Я не в обиде на Ма, что креп-жоржет цвета чайной розы и крепдешиновое серое в цветочек ей дороже, чем память о сестре. Она бы хотела не помнить, а забыть. А впрочем, я не знаю. Можно легко ее понять. Положение ее трудное: иметь в доме племянника, родство с которым как бомба с часовым механизмом. Об ее аристократическом происхождении уже забыли благодаря мужу, который относится к новой советской элите. Но забудут ли, что мой отец, представитель древнего дворянского рода, вместе с бароном фон Унгерн сражался с большевиками на Дальнем Востоке? Вряд ли.

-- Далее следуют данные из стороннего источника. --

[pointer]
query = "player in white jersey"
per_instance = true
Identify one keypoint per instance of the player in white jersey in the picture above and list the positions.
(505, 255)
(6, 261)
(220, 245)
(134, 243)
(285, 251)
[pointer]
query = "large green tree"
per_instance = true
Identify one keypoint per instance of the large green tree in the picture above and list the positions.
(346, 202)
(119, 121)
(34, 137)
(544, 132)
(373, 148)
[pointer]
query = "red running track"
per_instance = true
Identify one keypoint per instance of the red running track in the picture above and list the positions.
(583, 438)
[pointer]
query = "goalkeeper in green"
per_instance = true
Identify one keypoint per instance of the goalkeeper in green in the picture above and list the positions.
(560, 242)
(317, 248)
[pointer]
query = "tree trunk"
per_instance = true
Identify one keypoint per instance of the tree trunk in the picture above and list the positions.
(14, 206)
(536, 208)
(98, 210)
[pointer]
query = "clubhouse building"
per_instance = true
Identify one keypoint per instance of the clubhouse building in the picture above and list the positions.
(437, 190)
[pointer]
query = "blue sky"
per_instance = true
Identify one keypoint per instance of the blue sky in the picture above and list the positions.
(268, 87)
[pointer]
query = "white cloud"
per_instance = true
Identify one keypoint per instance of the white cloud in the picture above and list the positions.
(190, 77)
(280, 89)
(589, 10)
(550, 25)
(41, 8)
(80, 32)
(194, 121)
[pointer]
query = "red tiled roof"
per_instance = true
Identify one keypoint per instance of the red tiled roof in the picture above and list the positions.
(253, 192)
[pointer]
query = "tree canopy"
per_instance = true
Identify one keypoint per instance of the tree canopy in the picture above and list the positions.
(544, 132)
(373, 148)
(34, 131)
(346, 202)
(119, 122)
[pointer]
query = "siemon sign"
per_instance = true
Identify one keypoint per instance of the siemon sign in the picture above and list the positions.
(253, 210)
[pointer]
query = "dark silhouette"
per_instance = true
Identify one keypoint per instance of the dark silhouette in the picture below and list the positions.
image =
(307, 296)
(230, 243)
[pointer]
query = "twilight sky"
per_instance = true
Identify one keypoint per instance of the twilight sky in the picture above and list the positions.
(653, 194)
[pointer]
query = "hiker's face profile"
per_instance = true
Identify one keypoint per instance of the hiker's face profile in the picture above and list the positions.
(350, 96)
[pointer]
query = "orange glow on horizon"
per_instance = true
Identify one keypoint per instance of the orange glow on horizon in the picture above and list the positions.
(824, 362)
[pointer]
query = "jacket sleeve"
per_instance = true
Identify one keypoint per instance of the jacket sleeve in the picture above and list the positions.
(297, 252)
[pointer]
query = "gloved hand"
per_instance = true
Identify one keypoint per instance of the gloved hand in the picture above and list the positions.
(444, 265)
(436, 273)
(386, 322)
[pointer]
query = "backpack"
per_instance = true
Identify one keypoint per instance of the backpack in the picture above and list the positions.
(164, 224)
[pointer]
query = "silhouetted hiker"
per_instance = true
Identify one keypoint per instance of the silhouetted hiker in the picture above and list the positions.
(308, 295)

Третьего дня я слышал, как Ма сказала по телефону графине Симонич: «Он ребенок и не понимает, что живет под угрозой смертной казни». Это глупо! Я не ребенок, мне семнадцать лет. И я понимаю: в любую минуту могут явиться с обыском, арестовать. Я не приношу вреда советской власти. Ко мне нельзя применить кодекс Наполеона, где намерение приравнивается к деянию, так как у меня нет намерения вредить советской власти. Но я понимаю, что логика здесь отсутствует: меня могут арестовать за будущее. Вдруг я принесу вред завтра, через месяц, через год? Аbsurdе, но приходится с этим жить… К тому же есть еще мысли. Меня могут арестовать за мысли. Это я смеюсь, конечно.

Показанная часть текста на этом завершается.